Lebih jauh, Nurul mempertanyakan pertanggungjawaban fasilitas data backup yang telah disediakan oleh PT Lintasarta maupun PT Telkom di PDN. “Apakah mereka atas ketidakmampuan mereka memenuhi service level agreement itu? Tanggung jawab mereka di mana? Kemudian seberapa besar kerugian finansial dan non finansial dari perkara ini?” cecar Nurul.

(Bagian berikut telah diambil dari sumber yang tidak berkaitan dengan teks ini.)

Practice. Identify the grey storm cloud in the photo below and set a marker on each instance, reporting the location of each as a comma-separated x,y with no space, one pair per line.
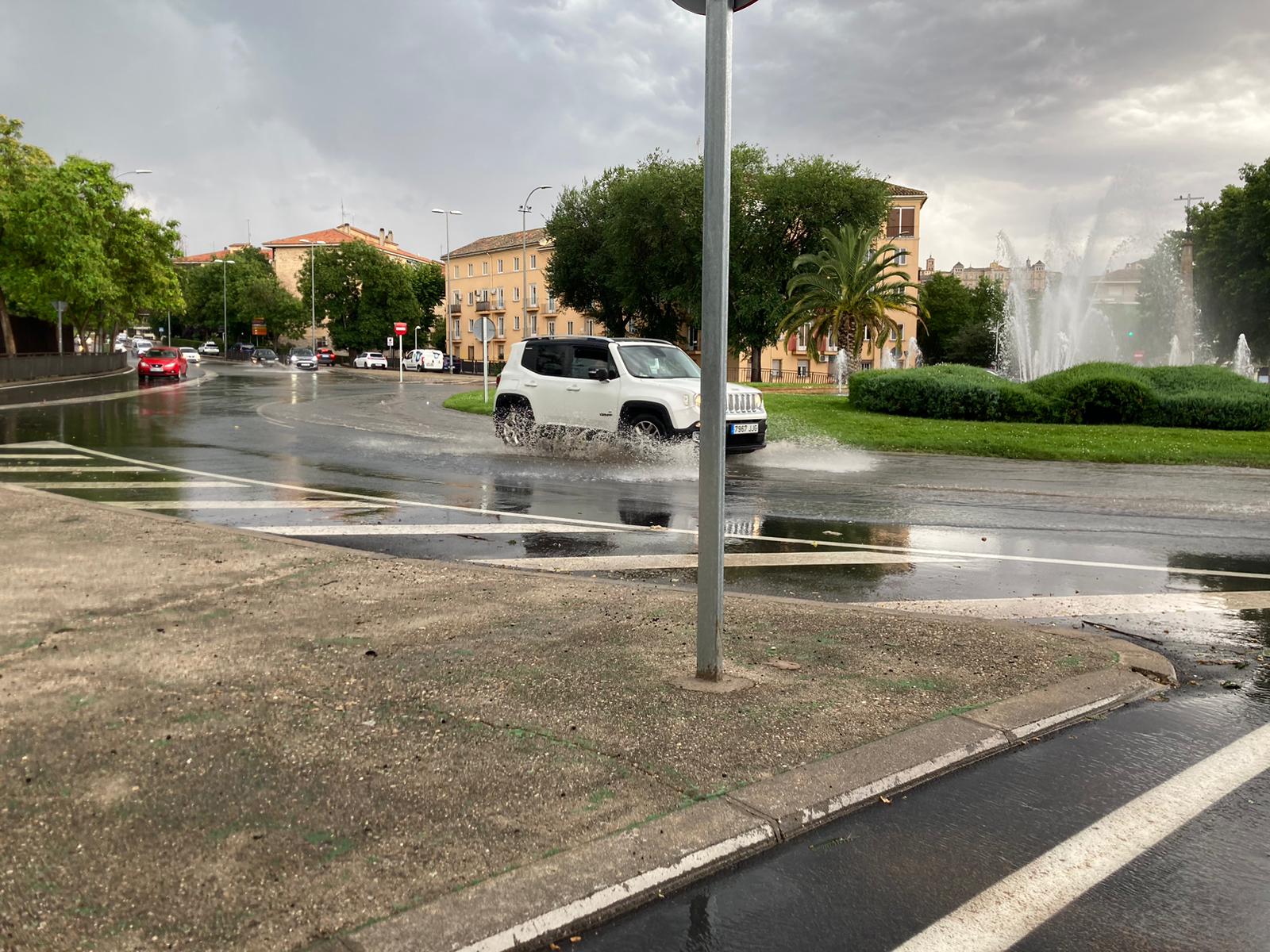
1015,117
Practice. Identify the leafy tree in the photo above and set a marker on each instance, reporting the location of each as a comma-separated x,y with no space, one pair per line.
429,283
364,292
848,289
1232,262
628,247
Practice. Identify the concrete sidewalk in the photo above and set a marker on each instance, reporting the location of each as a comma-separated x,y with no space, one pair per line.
216,739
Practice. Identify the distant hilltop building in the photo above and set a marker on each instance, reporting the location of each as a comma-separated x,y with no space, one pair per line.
1035,276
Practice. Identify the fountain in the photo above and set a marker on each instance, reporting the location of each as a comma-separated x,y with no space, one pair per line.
1242,365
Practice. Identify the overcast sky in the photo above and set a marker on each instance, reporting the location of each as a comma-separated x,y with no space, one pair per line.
1026,118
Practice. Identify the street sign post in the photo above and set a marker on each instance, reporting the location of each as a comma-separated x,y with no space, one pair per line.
484,334
399,329
714,328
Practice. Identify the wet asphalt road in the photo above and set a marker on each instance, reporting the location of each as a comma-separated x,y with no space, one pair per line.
956,528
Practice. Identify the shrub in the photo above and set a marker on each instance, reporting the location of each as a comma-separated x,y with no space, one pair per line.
1206,397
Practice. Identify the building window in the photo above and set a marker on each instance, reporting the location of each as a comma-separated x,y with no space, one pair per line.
902,222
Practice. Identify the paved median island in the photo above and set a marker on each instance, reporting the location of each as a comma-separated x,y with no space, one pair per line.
225,740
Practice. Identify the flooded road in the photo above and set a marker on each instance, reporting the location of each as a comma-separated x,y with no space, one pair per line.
1172,558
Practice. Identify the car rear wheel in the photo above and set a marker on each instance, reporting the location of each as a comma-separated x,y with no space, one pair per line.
514,424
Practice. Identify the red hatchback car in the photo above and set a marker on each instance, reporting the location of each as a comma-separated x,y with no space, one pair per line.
162,362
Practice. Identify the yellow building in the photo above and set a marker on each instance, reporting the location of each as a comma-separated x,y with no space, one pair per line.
503,277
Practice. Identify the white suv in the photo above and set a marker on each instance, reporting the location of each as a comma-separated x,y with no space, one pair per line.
622,385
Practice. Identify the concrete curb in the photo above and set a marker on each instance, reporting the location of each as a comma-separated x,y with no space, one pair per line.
558,896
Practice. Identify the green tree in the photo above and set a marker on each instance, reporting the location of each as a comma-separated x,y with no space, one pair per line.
1232,262
362,292
628,247
846,290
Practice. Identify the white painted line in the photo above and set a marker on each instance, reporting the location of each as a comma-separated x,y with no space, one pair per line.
42,456
622,527
1075,606
75,469
470,528
1013,908
137,484
248,505
730,560
518,936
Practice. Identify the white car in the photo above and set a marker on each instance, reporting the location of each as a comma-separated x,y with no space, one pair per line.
622,385
423,359
371,359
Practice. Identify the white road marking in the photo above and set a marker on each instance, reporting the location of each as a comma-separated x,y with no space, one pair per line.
75,469
42,456
1073,606
622,527
730,560
137,484
471,528
248,505
1013,908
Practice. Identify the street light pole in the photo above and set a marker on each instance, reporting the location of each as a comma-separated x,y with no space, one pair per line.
525,263
446,310
313,292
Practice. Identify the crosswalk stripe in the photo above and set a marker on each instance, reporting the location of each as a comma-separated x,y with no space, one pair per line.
471,528
730,560
1015,907
1072,606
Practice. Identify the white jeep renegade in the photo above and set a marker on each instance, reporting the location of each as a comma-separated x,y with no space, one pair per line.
620,385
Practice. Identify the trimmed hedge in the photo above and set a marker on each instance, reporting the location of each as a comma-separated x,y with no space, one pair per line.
1204,397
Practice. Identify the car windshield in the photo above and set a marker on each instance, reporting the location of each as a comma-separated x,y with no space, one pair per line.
658,362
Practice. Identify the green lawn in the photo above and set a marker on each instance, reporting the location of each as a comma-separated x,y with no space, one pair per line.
819,416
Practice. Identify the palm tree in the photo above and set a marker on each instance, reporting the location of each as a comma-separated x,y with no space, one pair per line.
849,294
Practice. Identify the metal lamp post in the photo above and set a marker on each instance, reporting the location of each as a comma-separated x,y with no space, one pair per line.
525,262
446,313
714,328
313,292
225,301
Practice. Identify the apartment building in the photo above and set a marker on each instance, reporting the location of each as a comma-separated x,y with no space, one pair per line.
503,277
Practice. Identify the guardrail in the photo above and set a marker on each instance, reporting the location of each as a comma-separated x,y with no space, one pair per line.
25,367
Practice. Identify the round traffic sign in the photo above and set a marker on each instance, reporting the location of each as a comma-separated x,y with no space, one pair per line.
700,6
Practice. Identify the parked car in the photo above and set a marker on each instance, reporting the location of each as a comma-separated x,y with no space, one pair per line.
423,359
626,385
162,362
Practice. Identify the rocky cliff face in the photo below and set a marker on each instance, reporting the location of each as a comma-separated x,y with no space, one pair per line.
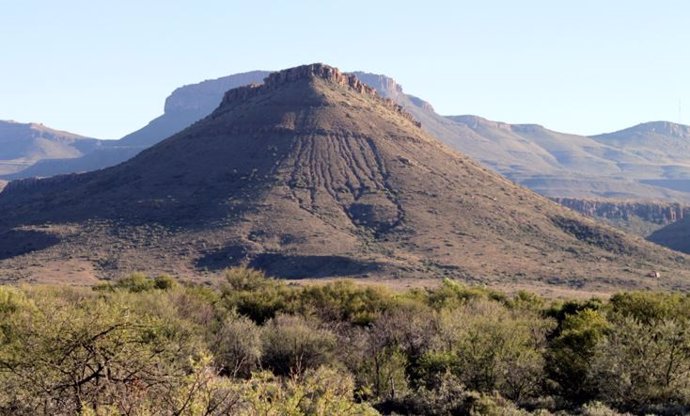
656,212
278,79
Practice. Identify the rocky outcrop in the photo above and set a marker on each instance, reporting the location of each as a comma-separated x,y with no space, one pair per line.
655,212
328,73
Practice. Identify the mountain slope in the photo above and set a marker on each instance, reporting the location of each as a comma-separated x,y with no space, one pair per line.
642,163
23,144
183,107
310,175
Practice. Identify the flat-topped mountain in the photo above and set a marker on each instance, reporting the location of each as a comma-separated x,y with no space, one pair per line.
311,174
649,162
183,107
24,144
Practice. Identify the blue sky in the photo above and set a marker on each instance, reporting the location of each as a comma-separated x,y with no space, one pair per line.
104,68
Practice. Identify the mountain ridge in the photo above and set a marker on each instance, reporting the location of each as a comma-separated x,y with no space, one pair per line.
314,176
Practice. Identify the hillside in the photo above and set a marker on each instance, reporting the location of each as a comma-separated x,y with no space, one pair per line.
183,107
312,174
649,162
24,144
642,218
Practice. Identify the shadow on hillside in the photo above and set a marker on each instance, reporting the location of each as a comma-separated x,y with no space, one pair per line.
287,266
295,267
17,242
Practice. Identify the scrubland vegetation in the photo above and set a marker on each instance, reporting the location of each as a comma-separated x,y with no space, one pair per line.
257,346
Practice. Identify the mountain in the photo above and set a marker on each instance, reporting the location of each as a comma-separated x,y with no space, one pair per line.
665,149
24,144
642,218
313,174
183,107
648,162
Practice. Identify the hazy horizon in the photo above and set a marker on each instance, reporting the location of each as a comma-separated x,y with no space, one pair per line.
587,68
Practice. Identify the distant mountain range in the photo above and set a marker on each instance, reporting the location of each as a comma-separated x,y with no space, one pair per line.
313,174
24,144
649,162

Untuk diketahui, Kemenkominfo memiliki dua Pusat Data Nasional Sementara (PDNS) yakni PDNS yang ada di Surabaya dan Serpong. Sedangkan, satu Pusat Data Nasional (PDN) yang berada di Batam. Adapun serangan siber yang terjadi saat ini berlokasi di Pusat Data Nasional Sementara (PDNS) 2 yang ada di Surabaya, Jawa Timur.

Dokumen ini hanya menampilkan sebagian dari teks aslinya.